The interactive terminal session

Article 9 · Series: A Local Coding Agent with apfel

So far the agent is a one-shot command: one prompt in, one answer out, done. A tool you work with is something else. It holds a conversation, keeps the history, lets you follow up and correct. This article turns the command into an interactive session. The real difficulty is not the loop but testability: a terminal interface that reads and writes directly is hard to check automatically. The key is a clean separation. The state is frozen as tag v0.9.

A lean REPL, not a full screen

We build a line-oriented REPL, not a full-screen interface with its own screen and cursor control. There are reasons. A line-oriented session needs no external dependency, runs robustly over pipes and in tests, and the model’s token stream fits naturally with line-by-line output. A full-screen TUI would be more impressive but costly and hard to test. For a tool that should above all be reliable, the lean variant is the right one.

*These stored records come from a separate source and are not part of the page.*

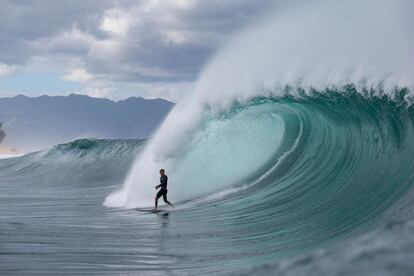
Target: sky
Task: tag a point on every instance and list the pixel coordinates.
(114, 48)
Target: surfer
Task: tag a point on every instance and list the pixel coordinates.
(163, 191)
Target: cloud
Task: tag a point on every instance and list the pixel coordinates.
(116, 21)
(126, 44)
(6, 70)
(78, 75)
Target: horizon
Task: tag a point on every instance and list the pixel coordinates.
(81, 95)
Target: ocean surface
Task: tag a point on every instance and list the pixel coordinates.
(318, 183)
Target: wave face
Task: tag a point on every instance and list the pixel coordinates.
(330, 171)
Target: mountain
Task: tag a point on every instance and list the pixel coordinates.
(37, 123)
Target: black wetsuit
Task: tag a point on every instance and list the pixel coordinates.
(163, 185)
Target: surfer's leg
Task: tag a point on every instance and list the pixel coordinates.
(157, 196)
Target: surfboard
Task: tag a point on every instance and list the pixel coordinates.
(149, 210)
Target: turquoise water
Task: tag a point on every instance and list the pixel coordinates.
(290, 185)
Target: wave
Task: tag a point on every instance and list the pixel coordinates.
(78, 153)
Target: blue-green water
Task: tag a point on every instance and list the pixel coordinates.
(322, 184)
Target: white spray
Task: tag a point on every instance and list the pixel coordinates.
(314, 45)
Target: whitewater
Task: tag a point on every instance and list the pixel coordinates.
(294, 155)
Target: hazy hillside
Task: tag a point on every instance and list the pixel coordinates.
(35, 123)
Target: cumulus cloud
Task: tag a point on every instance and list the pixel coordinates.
(6, 70)
(78, 75)
(121, 45)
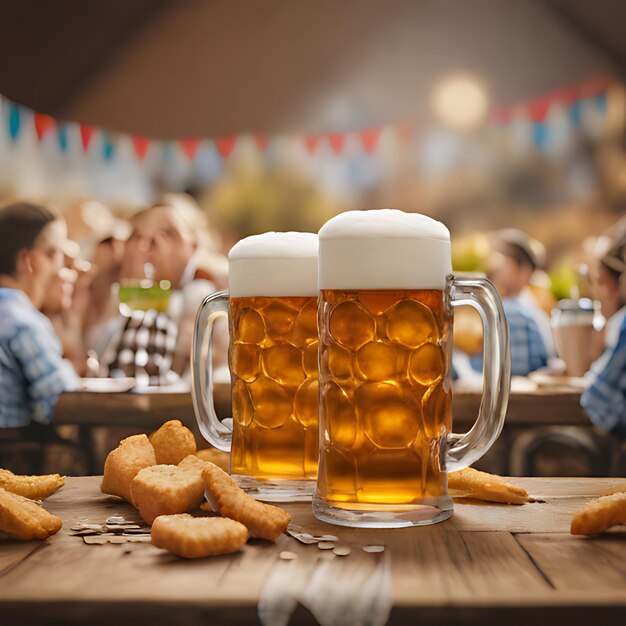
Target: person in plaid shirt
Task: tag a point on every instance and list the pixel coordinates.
(514, 258)
(604, 399)
(33, 373)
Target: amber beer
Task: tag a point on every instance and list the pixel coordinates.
(386, 401)
(273, 363)
(385, 327)
(272, 311)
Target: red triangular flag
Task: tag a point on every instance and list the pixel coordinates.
(189, 147)
(336, 141)
(43, 123)
(311, 142)
(369, 139)
(141, 146)
(538, 109)
(405, 131)
(86, 133)
(261, 142)
(225, 145)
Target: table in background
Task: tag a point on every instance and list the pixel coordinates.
(489, 564)
(147, 411)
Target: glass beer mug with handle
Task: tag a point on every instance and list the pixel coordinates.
(272, 313)
(385, 326)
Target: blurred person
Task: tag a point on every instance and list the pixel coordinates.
(514, 263)
(511, 263)
(169, 240)
(604, 399)
(33, 372)
(66, 314)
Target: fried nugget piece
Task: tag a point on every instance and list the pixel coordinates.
(197, 537)
(215, 456)
(262, 520)
(482, 486)
(33, 487)
(193, 463)
(167, 490)
(124, 463)
(172, 443)
(599, 515)
(24, 519)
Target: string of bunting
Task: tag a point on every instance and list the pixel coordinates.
(16, 118)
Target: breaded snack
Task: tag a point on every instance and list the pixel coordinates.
(124, 463)
(24, 519)
(172, 443)
(33, 487)
(215, 456)
(599, 515)
(197, 537)
(262, 520)
(166, 490)
(193, 463)
(471, 483)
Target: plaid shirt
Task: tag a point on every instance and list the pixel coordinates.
(604, 400)
(33, 373)
(528, 352)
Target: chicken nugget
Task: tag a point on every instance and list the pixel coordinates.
(124, 463)
(197, 537)
(167, 490)
(172, 443)
(599, 515)
(262, 520)
(33, 487)
(24, 519)
(193, 463)
(215, 456)
(471, 483)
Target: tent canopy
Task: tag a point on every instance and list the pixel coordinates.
(171, 69)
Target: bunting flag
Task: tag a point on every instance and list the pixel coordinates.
(43, 124)
(225, 145)
(141, 146)
(86, 133)
(580, 106)
(189, 147)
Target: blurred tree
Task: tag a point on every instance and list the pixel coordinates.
(252, 200)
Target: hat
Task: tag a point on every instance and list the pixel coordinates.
(519, 246)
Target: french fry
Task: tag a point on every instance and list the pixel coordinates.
(262, 520)
(471, 483)
(24, 519)
(599, 515)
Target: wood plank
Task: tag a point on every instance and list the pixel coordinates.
(466, 570)
(580, 564)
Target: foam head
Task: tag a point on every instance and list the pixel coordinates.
(274, 264)
(383, 249)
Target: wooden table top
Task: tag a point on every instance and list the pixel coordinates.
(489, 564)
(539, 407)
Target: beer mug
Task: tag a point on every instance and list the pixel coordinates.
(272, 313)
(385, 323)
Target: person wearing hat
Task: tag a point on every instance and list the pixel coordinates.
(33, 372)
(604, 399)
(512, 262)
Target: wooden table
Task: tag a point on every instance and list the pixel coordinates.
(560, 405)
(489, 564)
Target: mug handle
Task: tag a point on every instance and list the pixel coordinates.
(481, 294)
(214, 431)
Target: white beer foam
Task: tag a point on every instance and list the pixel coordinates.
(274, 264)
(383, 249)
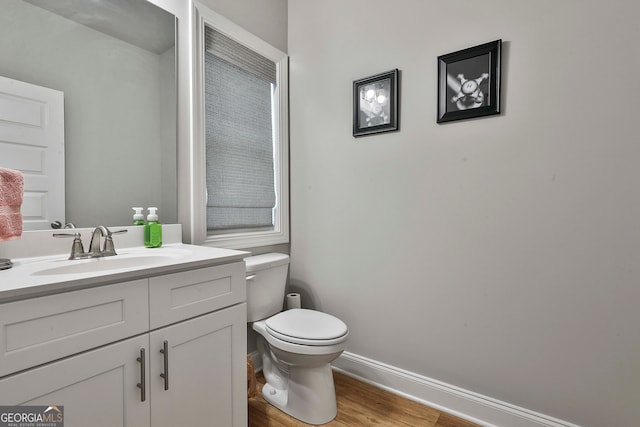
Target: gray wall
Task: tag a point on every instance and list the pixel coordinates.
(104, 142)
(500, 254)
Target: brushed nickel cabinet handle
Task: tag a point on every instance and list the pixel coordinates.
(165, 351)
(142, 384)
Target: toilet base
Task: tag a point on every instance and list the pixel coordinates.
(310, 395)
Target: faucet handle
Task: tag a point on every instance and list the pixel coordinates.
(77, 249)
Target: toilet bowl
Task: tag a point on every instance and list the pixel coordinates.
(296, 346)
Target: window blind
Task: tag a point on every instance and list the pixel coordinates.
(239, 55)
(239, 137)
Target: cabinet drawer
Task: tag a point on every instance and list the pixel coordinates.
(179, 296)
(43, 329)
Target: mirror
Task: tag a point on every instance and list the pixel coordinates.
(115, 61)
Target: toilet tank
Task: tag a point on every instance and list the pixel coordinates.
(266, 280)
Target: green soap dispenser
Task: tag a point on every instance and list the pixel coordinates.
(138, 218)
(152, 230)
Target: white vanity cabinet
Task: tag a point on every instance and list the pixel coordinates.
(159, 351)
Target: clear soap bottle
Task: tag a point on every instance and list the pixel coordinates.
(152, 230)
(138, 218)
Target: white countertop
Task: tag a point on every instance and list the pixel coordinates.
(45, 275)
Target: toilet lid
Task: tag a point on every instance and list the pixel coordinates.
(309, 327)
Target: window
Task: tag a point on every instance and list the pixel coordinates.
(241, 136)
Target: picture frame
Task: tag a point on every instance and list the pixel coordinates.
(375, 104)
(469, 82)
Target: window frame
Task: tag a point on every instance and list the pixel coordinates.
(252, 238)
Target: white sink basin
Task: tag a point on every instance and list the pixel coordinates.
(124, 260)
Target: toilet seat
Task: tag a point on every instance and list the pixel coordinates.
(307, 327)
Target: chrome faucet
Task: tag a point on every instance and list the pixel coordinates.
(77, 249)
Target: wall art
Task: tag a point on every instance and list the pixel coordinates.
(375, 104)
(469, 82)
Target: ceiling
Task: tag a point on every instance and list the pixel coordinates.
(137, 22)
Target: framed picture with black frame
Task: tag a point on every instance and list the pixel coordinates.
(469, 82)
(375, 104)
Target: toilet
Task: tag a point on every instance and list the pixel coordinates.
(296, 346)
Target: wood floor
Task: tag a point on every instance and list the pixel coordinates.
(359, 404)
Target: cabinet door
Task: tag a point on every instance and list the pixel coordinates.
(206, 378)
(97, 388)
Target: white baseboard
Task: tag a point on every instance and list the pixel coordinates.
(454, 400)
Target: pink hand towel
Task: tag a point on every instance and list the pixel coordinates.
(11, 192)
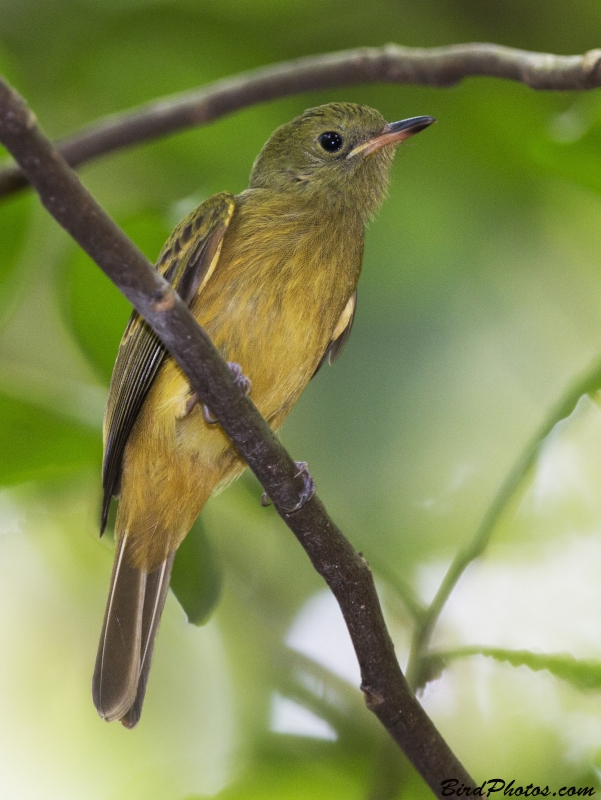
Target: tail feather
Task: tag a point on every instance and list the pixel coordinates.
(157, 587)
(131, 621)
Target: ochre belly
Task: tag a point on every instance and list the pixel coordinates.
(263, 314)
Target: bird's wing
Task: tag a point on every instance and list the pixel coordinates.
(187, 260)
(341, 333)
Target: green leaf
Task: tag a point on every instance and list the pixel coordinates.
(36, 444)
(196, 578)
(583, 675)
(14, 216)
(317, 781)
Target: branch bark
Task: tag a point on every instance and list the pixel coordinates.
(436, 66)
(386, 691)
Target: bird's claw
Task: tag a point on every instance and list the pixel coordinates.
(308, 489)
(240, 379)
(209, 418)
(305, 495)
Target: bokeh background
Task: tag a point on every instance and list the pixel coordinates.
(479, 305)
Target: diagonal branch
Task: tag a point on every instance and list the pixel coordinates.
(436, 66)
(386, 691)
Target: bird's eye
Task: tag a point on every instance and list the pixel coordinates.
(331, 141)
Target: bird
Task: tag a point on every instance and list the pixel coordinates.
(271, 275)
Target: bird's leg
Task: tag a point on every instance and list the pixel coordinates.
(306, 494)
(190, 404)
(241, 381)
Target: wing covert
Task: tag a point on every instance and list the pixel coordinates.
(187, 261)
(341, 333)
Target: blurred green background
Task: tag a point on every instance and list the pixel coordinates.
(479, 304)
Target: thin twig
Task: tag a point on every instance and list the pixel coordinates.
(436, 66)
(417, 670)
(386, 691)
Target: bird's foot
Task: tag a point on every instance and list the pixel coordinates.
(190, 403)
(308, 489)
(306, 494)
(241, 381)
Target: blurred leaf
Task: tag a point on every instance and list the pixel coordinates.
(36, 444)
(294, 783)
(583, 675)
(94, 307)
(14, 215)
(197, 577)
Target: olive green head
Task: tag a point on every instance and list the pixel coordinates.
(336, 155)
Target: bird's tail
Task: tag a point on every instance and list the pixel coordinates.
(131, 621)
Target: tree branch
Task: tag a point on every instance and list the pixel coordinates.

Separating render logic from I/O

The principle that makes the whole interface testable is simple: what is shown and how it is shown are two different things. The render logic forms strings and never touches the terminal. It is a set of pure functions:

public enum Renderer {
    public static let inputPrompt = "› "

    public static func welcome(model: String) -> String {
        """
        apfel-agent — interactive session (model: \(model))
        Type your request. /help for commands, /exit to quit.
        """
    }

    public static func toolCall(name: String, arguments: String) -> String {
        "→ \(name)(\(arguments))"
    }
}

Because these functions only take strings and return strings, they can be checked without any terminal involved. The diff and the y/n/a confirmation we deliberately do not re-render here; the TerminalGate from Article 5 handles that.

The REPL loop

The session itself owns the loop and the conversation history, but not the input and output. Reading a line, writing, and producing an answer are injected closures. That is what makes the session testable: in the test we drive it with scripted input and a fake backend, in the CLI we wire in the real terminal and the agent.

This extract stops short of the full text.